Psychothérapie

Les troubles obsessionnels compulsifs font partie des troubles anxieux. Ils peuvent se manifester sous différentes formes telles que :

  • des lavages répétés des mains
  • la peur des microbes et de la contamination, ce qui empêche de serrer des mains
  • des comptages mentaux incessants
  • des rituels de désinfections de son intérieur
  • le lavage et relavage de linge
  • le rangement des étagères
  • ou la vérification de la fermeture des portes, gestes ou formulations intérieures pour conjurer des sorts
  • des pensées intrusives de violences ou sexuelles auxquelles la personne craint de céder…

Les troubles surviennent pour des causes qui peuvent être anodines ou, au contraire, traumatiques. Ils sont très en lien avec la culpabilité.

Ces compulsions qui commencent souvent à l’adolescence et peuvent se poursuivre dans la vie adulte sont angoissantes, insurmontables et même invalidantes quand trop présentes. Ainsi monsieur X, enseignant ne peut plus travailler car son champ mental est envahi de séries de chiffres qu’il s’oblige à répéter incessamment ou bien madame Y n’arrive pas à quitter son appartement le matin car elle est engluée dans des rites de vérifications. Si ces personnes n’effectuent pas leurs rites, elles angoissent à l’idée que les TOCS ne reviennent.

Ces personnes sont en souffrance car, bien qu’elles aient conscience de l’absurdité de leurs compulsions, elles n’arrivent pas à les dominer. Elles se souviennent d’avoir vérifié la fermeture de leur porte, mais une très forte angoisse surgit qui les oblige à recommencer. Une fois ce geste effectué, le niveau d’angoisse qui semblait apaisé remonte à nouveau… et devient une obsession.

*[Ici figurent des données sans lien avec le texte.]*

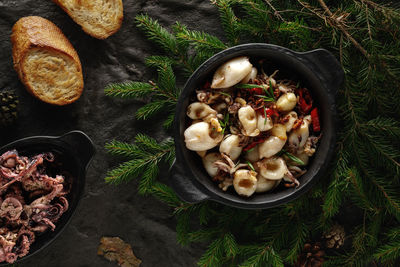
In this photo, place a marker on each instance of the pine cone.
(335, 237)
(311, 256)
(8, 108)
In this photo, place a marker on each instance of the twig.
(276, 13)
(334, 22)
(368, 25)
(342, 28)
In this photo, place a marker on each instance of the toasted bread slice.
(46, 62)
(98, 18)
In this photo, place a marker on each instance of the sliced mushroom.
(231, 72)
(248, 120)
(264, 124)
(289, 120)
(273, 168)
(298, 137)
(199, 110)
(230, 146)
(208, 162)
(264, 185)
(290, 178)
(251, 76)
(286, 102)
(245, 182)
(200, 137)
(302, 156)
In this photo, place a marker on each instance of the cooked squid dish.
(252, 131)
(31, 201)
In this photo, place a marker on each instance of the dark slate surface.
(104, 210)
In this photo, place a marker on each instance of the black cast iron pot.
(318, 70)
(73, 152)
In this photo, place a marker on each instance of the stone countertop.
(104, 210)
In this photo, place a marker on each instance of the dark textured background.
(104, 210)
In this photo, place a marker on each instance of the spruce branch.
(129, 89)
(366, 169)
(144, 156)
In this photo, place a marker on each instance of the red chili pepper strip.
(253, 144)
(257, 91)
(305, 100)
(269, 111)
(315, 120)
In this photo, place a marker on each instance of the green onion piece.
(265, 115)
(248, 86)
(271, 91)
(250, 165)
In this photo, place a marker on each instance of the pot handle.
(326, 67)
(184, 186)
(81, 144)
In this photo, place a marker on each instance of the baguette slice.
(98, 18)
(45, 61)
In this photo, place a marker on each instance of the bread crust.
(103, 35)
(37, 32)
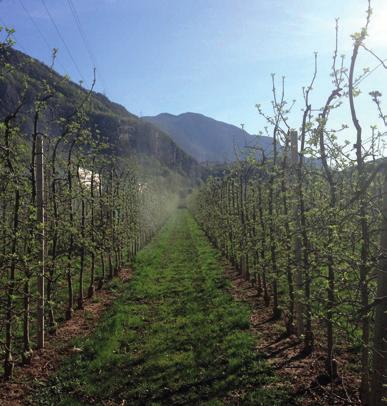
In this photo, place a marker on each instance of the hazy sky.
(208, 56)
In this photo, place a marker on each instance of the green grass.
(175, 336)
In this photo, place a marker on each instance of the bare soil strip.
(45, 362)
(305, 374)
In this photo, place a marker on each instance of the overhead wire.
(42, 36)
(63, 40)
(85, 40)
(17, 42)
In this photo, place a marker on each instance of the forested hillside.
(123, 130)
(209, 140)
(194, 263)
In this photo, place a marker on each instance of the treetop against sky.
(209, 56)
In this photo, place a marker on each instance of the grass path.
(175, 336)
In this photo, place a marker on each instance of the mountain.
(207, 139)
(129, 135)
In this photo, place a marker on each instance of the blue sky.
(208, 56)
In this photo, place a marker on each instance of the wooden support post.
(41, 242)
(379, 364)
(299, 308)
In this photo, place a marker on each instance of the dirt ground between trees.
(304, 374)
(45, 362)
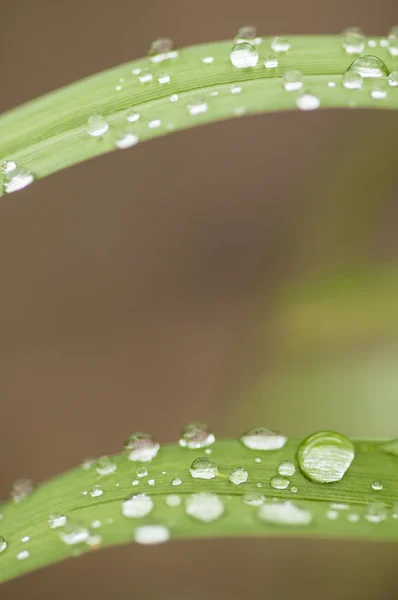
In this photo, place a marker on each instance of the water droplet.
(370, 66)
(74, 533)
(253, 499)
(244, 56)
(105, 466)
(271, 62)
(151, 534)
(286, 468)
(353, 40)
(96, 491)
(238, 476)
(375, 512)
(377, 486)
(393, 79)
(204, 506)
(21, 489)
(284, 513)
(261, 438)
(137, 506)
(97, 126)
(126, 140)
(279, 483)
(352, 80)
(196, 435)
(15, 178)
(308, 101)
(173, 500)
(325, 456)
(292, 81)
(141, 446)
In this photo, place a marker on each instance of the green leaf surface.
(63, 495)
(49, 134)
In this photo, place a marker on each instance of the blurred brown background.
(142, 290)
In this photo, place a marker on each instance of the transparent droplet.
(151, 534)
(96, 491)
(308, 101)
(204, 507)
(286, 468)
(238, 476)
(292, 81)
(173, 500)
(279, 483)
(377, 486)
(325, 456)
(370, 67)
(393, 79)
(15, 178)
(21, 489)
(280, 44)
(271, 62)
(353, 40)
(284, 513)
(196, 435)
(261, 438)
(244, 55)
(137, 506)
(352, 80)
(97, 126)
(56, 521)
(141, 447)
(105, 465)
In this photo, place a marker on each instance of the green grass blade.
(64, 495)
(49, 134)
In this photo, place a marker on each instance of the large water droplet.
(141, 447)
(137, 506)
(284, 513)
(370, 66)
(204, 507)
(261, 438)
(238, 476)
(325, 456)
(196, 435)
(151, 534)
(244, 55)
(203, 468)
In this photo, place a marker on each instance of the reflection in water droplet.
(204, 507)
(325, 456)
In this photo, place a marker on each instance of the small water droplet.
(173, 500)
(97, 126)
(141, 446)
(238, 476)
(286, 468)
(105, 465)
(137, 506)
(353, 40)
(352, 80)
(204, 506)
(308, 101)
(279, 483)
(370, 67)
(151, 534)
(325, 456)
(96, 491)
(244, 56)
(284, 513)
(292, 81)
(203, 468)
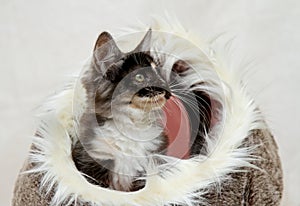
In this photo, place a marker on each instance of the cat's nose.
(167, 94)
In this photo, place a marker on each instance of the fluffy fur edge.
(187, 180)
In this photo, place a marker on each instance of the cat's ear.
(180, 67)
(106, 51)
(145, 44)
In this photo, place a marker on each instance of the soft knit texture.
(241, 165)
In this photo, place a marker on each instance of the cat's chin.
(148, 104)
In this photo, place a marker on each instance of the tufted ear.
(106, 51)
(145, 44)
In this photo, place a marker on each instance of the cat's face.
(140, 84)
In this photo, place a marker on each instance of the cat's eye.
(139, 78)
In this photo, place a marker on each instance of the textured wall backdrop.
(43, 42)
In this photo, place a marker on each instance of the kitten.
(122, 125)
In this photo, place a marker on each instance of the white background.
(42, 42)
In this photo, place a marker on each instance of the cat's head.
(129, 83)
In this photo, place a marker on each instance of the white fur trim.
(179, 185)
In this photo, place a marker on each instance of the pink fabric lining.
(177, 127)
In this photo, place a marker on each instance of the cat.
(122, 125)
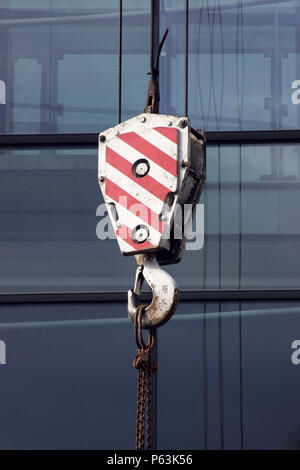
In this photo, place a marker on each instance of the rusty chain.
(145, 366)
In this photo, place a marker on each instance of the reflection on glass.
(244, 57)
(251, 204)
(59, 64)
(48, 203)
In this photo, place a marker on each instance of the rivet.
(183, 123)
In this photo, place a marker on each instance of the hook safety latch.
(164, 289)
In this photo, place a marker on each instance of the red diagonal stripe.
(115, 192)
(170, 133)
(125, 233)
(125, 167)
(150, 151)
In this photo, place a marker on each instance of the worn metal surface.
(160, 143)
(165, 294)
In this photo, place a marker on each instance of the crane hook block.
(149, 167)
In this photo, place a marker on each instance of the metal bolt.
(142, 169)
(141, 235)
(183, 123)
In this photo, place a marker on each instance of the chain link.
(145, 366)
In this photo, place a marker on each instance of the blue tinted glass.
(48, 242)
(244, 63)
(251, 201)
(49, 226)
(238, 364)
(59, 64)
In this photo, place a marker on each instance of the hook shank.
(165, 295)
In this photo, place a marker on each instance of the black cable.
(120, 61)
(186, 58)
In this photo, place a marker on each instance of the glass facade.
(60, 64)
(228, 359)
(244, 63)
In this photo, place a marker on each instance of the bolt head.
(140, 234)
(183, 123)
(142, 169)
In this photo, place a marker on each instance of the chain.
(145, 366)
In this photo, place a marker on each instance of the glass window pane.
(244, 63)
(251, 204)
(48, 242)
(59, 64)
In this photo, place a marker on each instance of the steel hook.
(165, 293)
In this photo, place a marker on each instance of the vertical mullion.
(186, 57)
(120, 61)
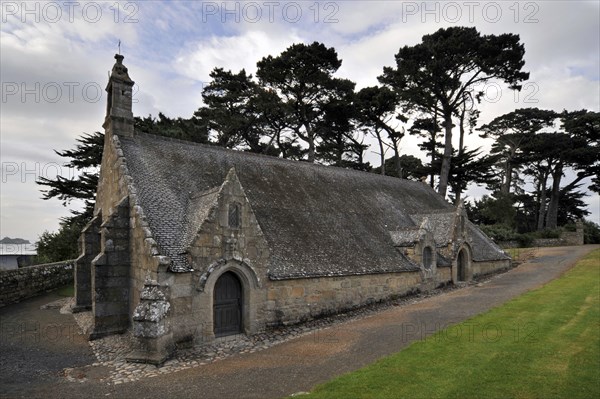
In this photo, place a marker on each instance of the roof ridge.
(277, 159)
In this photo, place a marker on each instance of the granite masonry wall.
(27, 282)
(294, 301)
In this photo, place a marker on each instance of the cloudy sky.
(55, 58)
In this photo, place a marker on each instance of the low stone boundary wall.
(27, 282)
(541, 242)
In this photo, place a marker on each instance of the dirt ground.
(36, 344)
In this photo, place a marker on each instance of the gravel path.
(60, 363)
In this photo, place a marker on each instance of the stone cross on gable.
(231, 247)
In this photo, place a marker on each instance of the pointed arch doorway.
(227, 305)
(461, 264)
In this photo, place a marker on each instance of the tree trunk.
(311, 145)
(552, 214)
(433, 135)
(461, 142)
(381, 150)
(397, 160)
(542, 201)
(446, 158)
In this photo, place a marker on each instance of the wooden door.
(227, 305)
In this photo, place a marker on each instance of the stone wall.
(27, 282)
(483, 268)
(293, 301)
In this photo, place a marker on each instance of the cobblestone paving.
(111, 351)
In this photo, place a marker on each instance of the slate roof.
(442, 223)
(317, 220)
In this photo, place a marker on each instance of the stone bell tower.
(119, 116)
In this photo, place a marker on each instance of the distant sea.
(17, 249)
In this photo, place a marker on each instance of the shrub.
(525, 240)
(591, 232)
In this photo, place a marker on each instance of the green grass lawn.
(543, 344)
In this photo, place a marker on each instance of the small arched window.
(427, 257)
(234, 216)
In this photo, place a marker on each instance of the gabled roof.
(317, 220)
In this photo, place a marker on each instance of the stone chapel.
(193, 242)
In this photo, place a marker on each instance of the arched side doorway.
(461, 265)
(227, 305)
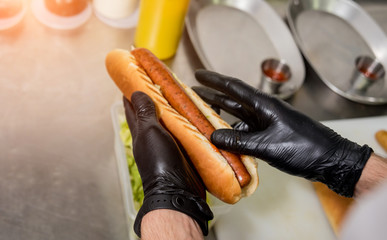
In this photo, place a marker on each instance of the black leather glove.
(169, 181)
(285, 138)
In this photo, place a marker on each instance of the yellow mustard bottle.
(160, 26)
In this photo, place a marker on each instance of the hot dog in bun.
(188, 118)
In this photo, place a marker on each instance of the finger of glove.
(238, 90)
(130, 116)
(242, 126)
(236, 141)
(218, 99)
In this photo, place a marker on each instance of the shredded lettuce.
(135, 179)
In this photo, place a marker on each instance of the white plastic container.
(117, 13)
(117, 111)
(7, 22)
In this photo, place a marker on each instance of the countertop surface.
(58, 174)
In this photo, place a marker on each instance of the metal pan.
(234, 37)
(332, 35)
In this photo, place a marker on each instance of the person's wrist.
(375, 171)
(184, 202)
(157, 225)
(349, 162)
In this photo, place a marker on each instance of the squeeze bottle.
(160, 26)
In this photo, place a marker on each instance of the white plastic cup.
(117, 13)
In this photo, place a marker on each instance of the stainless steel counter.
(58, 175)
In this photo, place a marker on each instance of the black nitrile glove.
(168, 179)
(285, 138)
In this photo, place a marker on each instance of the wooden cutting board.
(287, 207)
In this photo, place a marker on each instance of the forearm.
(168, 224)
(374, 172)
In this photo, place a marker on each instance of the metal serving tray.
(332, 34)
(234, 37)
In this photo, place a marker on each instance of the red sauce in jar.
(66, 8)
(275, 75)
(368, 74)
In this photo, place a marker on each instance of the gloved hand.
(285, 138)
(169, 181)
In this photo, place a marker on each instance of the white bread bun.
(216, 173)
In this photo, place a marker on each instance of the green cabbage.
(135, 179)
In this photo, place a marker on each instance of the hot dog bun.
(217, 175)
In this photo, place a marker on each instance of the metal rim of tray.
(287, 50)
(336, 7)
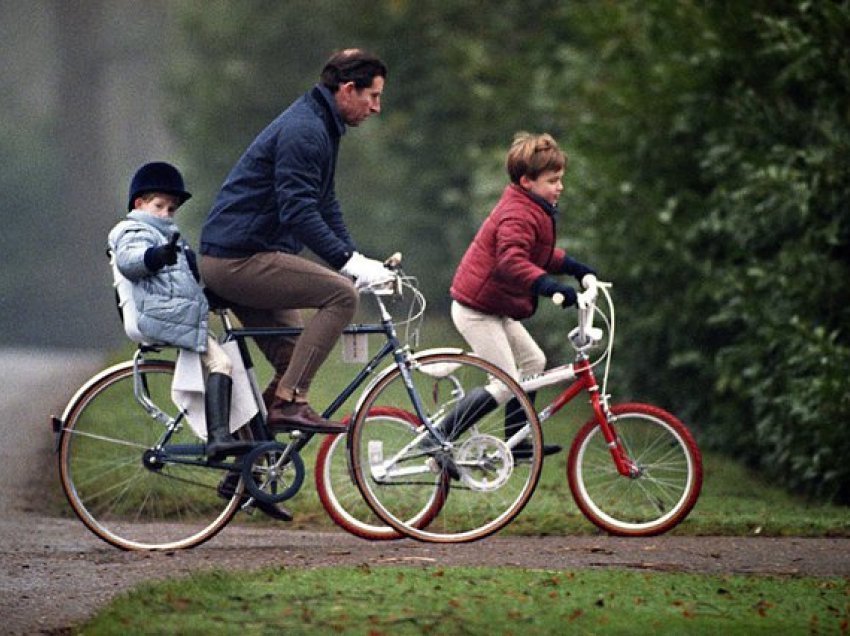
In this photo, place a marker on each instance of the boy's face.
(548, 185)
(160, 204)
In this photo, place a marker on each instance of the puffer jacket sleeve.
(129, 241)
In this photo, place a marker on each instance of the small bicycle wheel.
(339, 494)
(398, 470)
(667, 474)
(118, 486)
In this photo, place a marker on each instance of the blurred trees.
(708, 177)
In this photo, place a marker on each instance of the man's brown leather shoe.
(289, 416)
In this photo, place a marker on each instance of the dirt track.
(55, 573)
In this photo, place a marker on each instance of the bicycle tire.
(487, 489)
(660, 496)
(339, 494)
(102, 443)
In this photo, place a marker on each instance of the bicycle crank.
(272, 473)
(485, 463)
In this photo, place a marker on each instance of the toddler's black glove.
(572, 267)
(158, 257)
(548, 286)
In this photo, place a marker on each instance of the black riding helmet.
(157, 176)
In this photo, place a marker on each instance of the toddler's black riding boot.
(220, 442)
(514, 420)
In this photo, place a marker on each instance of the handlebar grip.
(394, 261)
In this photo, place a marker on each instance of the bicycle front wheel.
(339, 494)
(117, 487)
(476, 477)
(666, 480)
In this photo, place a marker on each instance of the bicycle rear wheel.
(114, 483)
(339, 494)
(665, 486)
(399, 470)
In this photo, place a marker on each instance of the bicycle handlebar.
(585, 334)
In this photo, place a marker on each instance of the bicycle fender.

COMMENT DOIT SE COMPORTER L ‘ENTOURAGE ?

Il est très pénible et douloureux pour l’entourage de constater l’angoisse de la personne en souffrance. Ils l’observent dans sa soumission aux TOCS. Comment réagir quand on voit que sa fille ne pas plus aller à l’école car elle passe sa journée à prendre des douches ou à se laver les mains ? L’entourage se sent démuni, il ne sait comment l’aider d’autant plus qu’elle s’énerve ou devient agressive si on l’oblige à cesser ses compulsions ou si l’on intervient dans ses rituels.
Le meilleur des comportements à adopter est de ne pas tenir compte des rituels et de continuer à vivre le plus normalement possible. Sinon, c’est toute la famille qui est entrainée et qui vit au rythme de la pathologie. Ne vous empêchez pas de sortir ou de faire ce que vous avez à faire. Vous occuper de ses symptômes vous rendra tout aussi esclave qu’elle est elle-même et amplifiera encore les troubles anxieux qui se logeront au centre de la famille.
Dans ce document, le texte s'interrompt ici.